Int J Tissue React. 1993;15(3):125-34.
Six oxicams, sudoxicam, isoxicam, piroxicam, tenoxicam, meloxicam and lornoxicam, were compared in an attempt to understand why, despite close chemical structures, two of them were associated with an increased risk of toxicity in patients. Different factors have been revealed which may explain these differences. A weak association constant to human serum albumin (HSA), together with a high plasma concentration, favours a rapid increase in unbound concentration (Cu) when total plasma concentration rises (peak of absorption). Pathological states may enhance this increase when both HSA plasma concentration is decreased and free fatty acid concentrations are increased. However, the main cause of toxicity may be the existence in some subjects of HSA natural mutants whose ability to bind oxicams is markedly lower than normal.

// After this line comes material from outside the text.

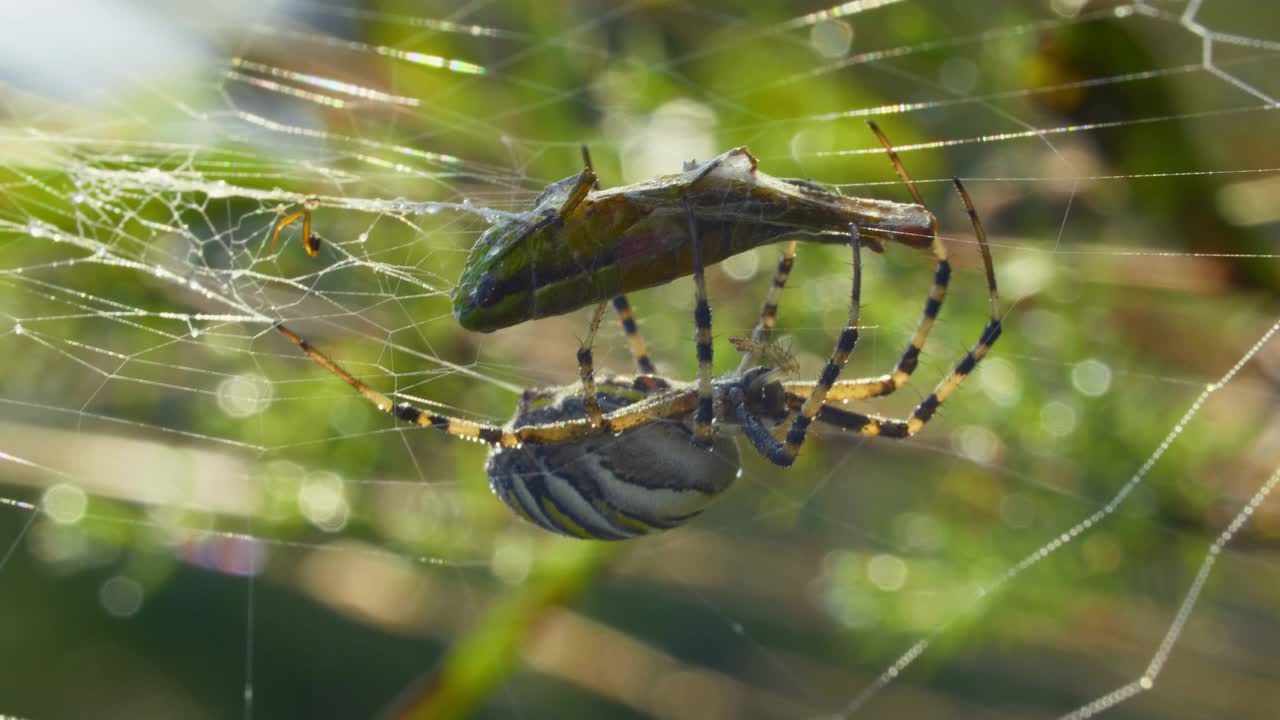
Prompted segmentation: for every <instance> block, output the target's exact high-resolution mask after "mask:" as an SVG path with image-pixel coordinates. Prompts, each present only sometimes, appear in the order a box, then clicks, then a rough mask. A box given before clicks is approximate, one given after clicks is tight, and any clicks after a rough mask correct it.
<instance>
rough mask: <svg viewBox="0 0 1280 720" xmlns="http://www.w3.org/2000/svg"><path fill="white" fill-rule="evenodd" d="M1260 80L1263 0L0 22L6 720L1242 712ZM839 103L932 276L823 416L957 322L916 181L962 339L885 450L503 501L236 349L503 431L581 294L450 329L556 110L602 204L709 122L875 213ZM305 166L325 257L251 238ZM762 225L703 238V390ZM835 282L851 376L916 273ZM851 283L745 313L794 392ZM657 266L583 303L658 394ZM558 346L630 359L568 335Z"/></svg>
mask: <svg viewBox="0 0 1280 720" xmlns="http://www.w3.org/2000/svg"><path fill="white" fill-rule="evenodd" d="M1277 69H1280V8H1274V6H1271V5H1268V4H1262V3H1254V4H1231V3H1219V1H1213V0H1207V1H1206V3H1203V4H1201V3H1180V1H1169V3H1166V1H1155V3H1140V4H1111V3H1089V1H1083V0H1047V1H1009V3H991V1H982V3H965V4H959V5H957V4H952V3H942V1H932V0H920V1H895V0H861V1H854V3H846V4H842V5H836V6H832V5H823V4H818V3H782V1H764V0H759V1H754V3H749V4H742V3H721V1H709V3H708V1H698V3H694V1H687V0H673V1H637V3H620V4H604V3H600V4H596V3H585V1H579V3H553V4H548V3H499V1H484V0H479V1H476V0H472V1H442V3H436V1H428V3H397V1H385V3H383V1H370V3H352V4H342V3H328V1H310V0H308V1H293V3H276V4H270V5H262V4H257V3H220V4H214V5H210V4H191V5H189V6H186V5H180V4H140V3H125V1H104V0H64V1H61V3H50V4H20V6H19V8H17V9H9V10H6V13H5V22H4V26H3V27H0V355H3V357H4V359H5V360H4V363H3V368H4V373H3V374H0V665H3V666H4V667H5V671H4V673H3V674H0V714H5V715H15V716H19V717H41V719H51V717H83V716H87V715H93V716H101V717H132V719H145V717H250V716H257V717H317V716H320V717H371V716H388V717H552V716H554V717H566V719H571V717H611V719H612V717H660V719H731V717H787V719H790V717H832V716H835V717H868V716H869V717H882V716H896V717H956V716H964V717H1053V716H1061V715H1066V714H1071V712H1074V711H1076V710H1079V708H1083V711H1082V714H1080V715H1079V716H1083V715H1085V714H1088V712H1089V711H1092V710H1094V708H1102V707H1108V706H1111V705H1112V703H1117V705H1115V707H1111V708H1110V716H1115V717H1165V719H1170V717H1203V716H1233V717H1263V716H1268V714H1270V712H1274V708H1275V707H1276V705H1277V702H1280V689H1277V688H1280V655H1277V653H1276V652H1275V648H1276V647H1277V646H1280V618H1277V614H1276V611H1277V609H1280V562H1277V552H1280V506H1277V505H1276V502H1275V501H1274V500H1272V501H1267V500H1266V498H1265V491H1266V489H1267V487H1268V486H1266V483H1267V482H1268V478H1271V477H1272V473H1274V471H1275V469H1276V468H1277V466H1280V421H1277V407H1280V404H1277V392H1280V342H1277V341H1271V342H1261V343H1260V340H1265V338H1267V337H1270V336H1268V332H1271V329H1272V327H1274V324H1275V323H1276V320H1277V318H1280V297H1277V290H1280V250H1277V240H1280V224H1277V222H1280V202H1276V197H1277V193H1280V143H1277V142H1276V137H1277V135H1280V133H1277V131H1280V119H1277V115H1276V113H1275V108H1276V99H1277V97H1280V81H1277V77H1280V73H1277V72H1276V70H1277ZM869 118H873V119H876V120H877V122H878V123H879V124H881V127H882V128H883V129H884V132H886V133H887V135H888V137H890V138H891V140H892V141H893V142H895V143H896V145H899V146H901V147H900V149H901V156H902V161H904V163H905V165H906V168H908V169H909V170H910V173H911V174H913V176H914V177H915V178H916V181H918V182H919V184H920V188H922V191H923V193H924V196H925V200H927V202H928V205H929V208H931V209H932V210H933V211H934V213H936V214H937V215H938V218H940V220H941V227H942V232H943V234H945V237H946V241H947V243H948V246H950V249H951V252H952V255H954V258H955V265H956V274H955V278H954V279H952V283H951V293H950V295H948V297H947V304H946V307H945V310H943V311H942V316H941V320H940V323H938V325H937V329H936V331H934V333H933V336H932V337H931V340H929V343H928V346H927V348H925V354H924V356H923V359H922V363H920V369H919V370H918V372H916V374H915V378H914V380H913V383H911V386H910V387H909V388H908V389H905V391H902V392H900V393H897V395H896V396H893V397H890V398H883V400H881V401H876V402H872V404H867V406H865V407H859V409H861V410H865V411H872V413H879V414H886V415H899V416H901V415H904V414H906V413H909V411H910V409H911V407H913V406H914V404H915V402H918V401H919V400H922V398H923V397H925V396H927V393H928V392H929V389H931V388H932V386H933V384H934V383H936V382H937V380H938V378H941V377H942V375H943V374H945V373H946V372H947V370H948V369H950V368H951V366H952V364H954V363H955V361H956V360H959V359H960V357H961V355H963V354H964V351H965V348H966V347H968V346H969V345H970V343H972V342H973V340H974V338H975V337H977V334H978V332H979V331H980V328H982V325H983V323H984V318H986V311H987V310H986V292H984V287H983V278H982V273H980V266H979V264H978V256H977V251H975V245H974V240H973V233H972V229H970V228H969V224H968V220H966V219H965V215H964V211H963V208H961V206H960V204H959V202H957V199H956V197H955V193H954V191H952V190H951V187H950V178H951V177H952V176H956V177H961V178H964V181H965V183H966V184H968V187H969V190H970V192H972V193H973V196H974V201H975V204H977V206H978V209H979V213H980V214H982V217H983V219H984V222H986V225H987V228H988V232H989V233H991V240H992V245H993V252H995V263H996V270H997V274H998V277H1000V282H1001V288H1002V295H1004V300H1005V327H1006V332H1005V336H1004V338H1001V341H1000V343H998V345H997V347H996V350H995V351H993V354H992V355H991V357H989V359H988V360H987V361H984V363H983V364H982V366H980V368H979V370H978V372H977V373H975V374H974V377H973V378H972V379H969V382H966V383H965V384H964V386H963V387H961V389H960V391H959V392H957V395H956V396H955V397H954V398H952V400H951V401H950V402H948V404H947V405H946V406H945V409H943V411H942V413H941V414H940V416H938V418H937V419H936V420H934V421H933V423H931V424H929V425H928V427H927V428H925V430H924V432H922V433H920V434H919V436H918V437H916V438H913V439H910V441H905V442H897V441H891V439H874V441H868V439H860V438H856V437H851V436H846V434H842V433H840V432H832V430H827V432H823V433H819V434H818V436H817V437H814V438H813V439H812V441H810V442H809V443H808V445H806V446H805V450H804V454H803V455H801V457H800V461H799V462H797V464H796V466H795V468H792V469H790V470H778V469H776V468H773V466H771V465H769V464H768V462H765V461H764V460H762V459H760V457H759V456H756V455H755V454H754V452H753V451H751V450H750V447H749V446H748V445H746V443H740V445H741V448H742V457H744V469H742V475H741V478H740V480H739V482H737V484H736V487H735V488H732V491H731V492H730V493H728V495H727V497H726V498H724V500H722V501H721V502H719V503H717V505H716V506H714V507H713V509H712V510H709V511H708V512H707V514H705V515H703V516H701V518H699V519H696V520H695V521H692V523H691V524H690V525H689V527H686V528H681V529H677V530H673V532H669V533H666V534H662V536H655V537H650V538H645V539H639V541H632V542H626V543H612V544H611V543H590V542H579V541H570V539H562V538H556V537H550V536H549V534H548V533H545V532H541V530H539V529H535V528H531V527H530V525H527V524H525V523H522V521H520V520H518V519H516V518H513V516H512V515H511V514H509V511H507V510H506V507H504V506H502V505H500V503H499V502H498V501H497V500H495V498H494V497H493V496H492V493H490V492H489V488H488V486H486V480H485V477H484V460H485V448H484V447H480V446H477V445H475V443H466V442H460V441H454V439H452V438H448V437H444V436H443V434H438V433H433V432H430V430H424V429H408V428H403V427H399V425H396V424H394V423H392V421H390V419H388V418H385V416H383V415H379V414H378V413H375V411H374V410H372V409H371V407H369V406H367V404H365V402H364V401H361V400H360V398H357V397H355V393H352V392H351V391H349V388H348V387H346V386H344V384H342V383H340V382H339V380H337V379H335V378H334V377H333V375H330V374H329V373H326V372H325V370H324V369H321V368H319V366H317V365H315V364H314V363H311V361H310V360H308V359H306V357H305V356H302V355H301V354H300V352H298V351H297V350H296V348H294V347H293V346H292V345H289V343H288V342H285V341H284V340H283V338H282V337H279V336H278V334H276V333H274V332H273V331H271V323H273V322H275V320H279V319H285V320H288V322H289V324H291V327H293V328H294V329H296V331H298V332H300V333H302V334H303V336H306V337H307V338H308V340H311V341H312V342H314V343H315V345H316V346H319V347H320V348H323V350H325V351H326V352H328V354H330V355H332V356H334V357H335V359H338V360H339V361H340V363H343V364H344V365H346V366H347V368H349V369H351V370H352V372H353V373H355V374H356V375H358V377H361V378H364V379H366V380H367V382H370V383H371V384H372V386H375V387H378V388H379V389H381V391H385V392H394V393H397V395H398V397H401V398H404V400H413V401H416V402H420V404H422V405H430V406H434V407H439V409H443V410H445V411H449V413H453V414H458V415H463V416H467V418H475V419H481V420H489V421H497V423H502V421H506V419H507V418H509V415H511V413H512V410H513V407H515V402H516V398H517V397H518V392H520V389H521V388H524V387H536V386H547V384H562V383H570V382H572V380H573V379H575V377H576V368H575V361H573V357H575V351H576V347H577V341H579V338H580V337H581V336H582V333H584V332H585V328H586V322H588V313H586V311H580V313H575V314H571V315H566V316H562V318H550V319H544V320H539V322H536V323H529V324H525V325H521V327H516V328H511V329H506V331H500V332H497V333H492V334H475V333H467V332H465V331H462V329H461V328H458V327H457V324H456V322H454V320H453V318H452V316H451V314H449V305H448V292H449V290H451V287H452V284H453V282H454V279H456V277H457V273H458V270H460V269H461V266H462V263H463V260H465V259H466V254H467V251H468V250H470V247H471V245H472V243H474V241H475V240H476V237H477V236H479V233H480V232H483V229H484V228H485V227H488V223H489V220H492V219H493V218H494V213H513V211H521V210H524V209H527V208H529V206H530V204H531V201H532V199H534V197H535V196H536V193H538V192H539V191H540V190H541V188H544V187H545V186H547V184H549V183H550V182H554V181H558V179H561V178H563V177H567V176H570V174H573V173H576V172H577V170H579V169H580V155H579V146H580V143H584V142H585V143H589V145H590V149H591V152H593V156H594V161H595V167H596V170H598V172H599V174H600V178H602V182H603V183H604V184H605V186H613V184H621V183H630V182H636V181H640V179H645V178H650V177H653V176H657V174H663V173H669V172H676V170H678V169H680V167H681V164H682V163H684V161H685V160H689V159H694V158H696V159H707V158H709V156H712V155H714V154H718V152H719V151H722V150H724V149H728V147H732V146H739V145H746V146H749V147H750V150H751V151H753V152H754V154H755V155H756V158H759V160H760V169H762V170H763V172H767V173H769V174H773V176H778V177H794V178H809V179H814V181H819V182H824V183H832V184H836V186H837V187H838V188H840V190H841V191H842V192H845V193H849V195H859V196H873V197H884V199H892V200H900V201H906V200H908V199H909V195H908V193H906V190H905V187H902V184H901V183H900V182H899V181H897V179H896V177H895V174H893V170H892V167H891V165H890V163H888V160H887V159H886V158H884V156H883V152H882V151H881V150H879V146H878V143H877V142H876V138H874V137H873V136H872V135H870V133H869V132H868V129H867V128H865V120H867V119H869ZM308 196H315V197H316V199H317V200H316V202H317V208H316V210H315V215H314V229H315V232H317V233H319V234H320V236H321V238H323V245H321V251H320V255H319V258H315V259H312V258H308V256H307V255H306V254H305V252H303V251H302V249H301V242H300V240H301V238H300V234H298V232H300V231H298V228H297V225H294V227H291V228H289V229H287V231H285V232H283V233H282V237H280V241H282V242H280V245H278V246H276V247H275V249H270V247H269V245H270V237H271V228H273V225H274V224H275V223H276V220H278V219H279V217H280V214H282V213H291V211H294V210H297V209H300V208H301V204H302V201H303V200H305V199H306V197H308ZM778 252H780V250H778V249H777V247H765V249H760V250H758V251H754V252H750V254H746V255H742V256H739V258H735V259H732V260H730V261H726V263H723V264H722V265H719V266H717V268H714V269H713V270H710V272H709V274H708V281H709V283H710V297H712V302H713V307H714V311H716V334H717V345H716V352H717V355H716V364H717V369H718V372H727V370H731V369H732V368H735V366H736V364H737V360H739V357H737V354H736V352H735V351H733V348H732V346H731V345H730V343H728V342H726V340H727V338H728V337H733V336H744V334H746V333H748V332H749V331H750V327H751V325H753V323H754V322H755V315H756V313H758V309H759V302H760V299H762V297H763V295H764V291H765V290H767V287H768V283H769V275H771V273H772V269H773V265H774V261H776V259H777V256H778ZM865 273H867V277H865V282H864V293H863V297H864V311H863V319H864V322H865V323H867V324H868V325H869V327H868V328H867V329H865V332H864V334H863V341H861V345H859V347H858V351H856V354H855V356H854V360H852V361H851V364H850V366H849V369H847V370H846V377H852V375H874V374H881V373H884V372H887V370H888V369H890V368H891V366H892V365H893V364H895V363H896V360H897V357H899V355H900V354H901V350H902V348H904V347H905V345H906V341H908V340H909V338H910V334H911V331H913V328H914V325H915V322H916V320H918V318H919V311H920V307H922V304H923V301H924V297H925V295H927V292H928V288H929V283H931V281H932V265H931V263H929V259H928V258H927V256H924V255H922V254H918V252H915V251H911V250H909V249H905V247H888V249H887V251H886V252H884V254H883V255H879V256H869V258H867V268H865ZM847 292H849V259H847V250H841V249H838V247H827V246H815V245H801V247H800V254H799V256H797V260H796V269H795V273H794V274H792V281H791V283H790V284H788V287H787V290H786V292H785V295H783V297H782V306H781V314H780V333H781V334H782V336H783V337H785V338H786V342H788V343H790V346H791V348H792V351H794V352H795V355H796V359H797V361H799V366H800V372H799V374H800V377H801V378H804V379H809V378H812V377H815V375H817V372H818V370H819V369H820V366H822V364H823V361H824V360H826V355H827V354H828V352H829V350H831V347H832V343H833V341H835V338H836V336H837V333H838V331H840V328H841V324H842V322H844V319H845V316H846V313H847V307H846V301H847ZM691 299H692V287H691V283H690V282H689V281H687V278H686V279H681V281H677V282H673V283H672V284H671V286H669V287H664V288H658V290H654V291H648V292H640V293H635V295H634V296H632V297H631V301H632V305H634V306H635V310H636V313H637V315H639V318H640V327H641V331H643V333H644V336H645V337H646V338H648V341H649V345H650V350H652V352H653V355H654V357H655V360H657V361H658V365H659V370H660V372H662V373H664V374H667V375H671V377H675V378H682V379H687V378H691V377H692V375H694V369H695V363H694V347H692V324H691V310H692V300H691ZM596 357H598V360H596V366H604V368H613V369H617V370H621V372H626V370H630V366H631V360H630V356H628V354H627V346H626V342H625V338H623V336H622V334H621V332H620V331H618V329H617V327H616V323H613V320H612V319H609V320H607V325H605V328H604V329H603V331H602V334H600V337H599V340H598V343H596ZM1233 368H1234V369H1233ZM1224 380H1226V382H1224ZM722 430H723V432H731V430H732V429H731V428H723V429H722ZM1260 493H1261V495H1260ZM1251 501H1252V503H1253V505H1252V507H1251ZM1245 509H1249V510H1248V511H1245ZM1230 529H1234V534H1231V536H1230V537H1229V538H1228V537H1225V536H1224V532H1228V530H1230ZM1228 539H1229V541H1230V542H1229V543H1228V542H1226V541H1228ZM1215 543H1216V544H1215ZM1193 591H1194V592H1193ZM1189 593H1192V594H1189ZM1117 688H1119V689H1120V691H1119V693H1120V694H1110V693H1112V691H1117ZM1130 696H1132V697H1130ZM1094 701H1101V705H1096V706H1091V705H1089V703H1093V702H1094Z"/></svg>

对六种昔康类药物,即舒多昔康、异昔康、吡罗昔康、替诺昔康、美洛昔康和氯诺昔康进行了比较,以试图弄清楚为什么尽管它们的化学结构相近,但其中两种药物与患者中毒风险增加有关。已经揭示了不同的因素,这些因素可能解释这些差异。与人类血清白蛋白(HSA)的结合常数较弱,再加上血浆浓度较高,当总血浆浓度升高(吸收峰值)时,有利于未结合浓度(Cu)迅速增加。当HSA血浆浓度降低且游离脂肪酸浓度增加时,病理状态可能会加剧这种增加。然而,中毒的主要原因可能是某些受试者存在HSA天然突变体,其结合昔康类药物的能力明显低于正常水平。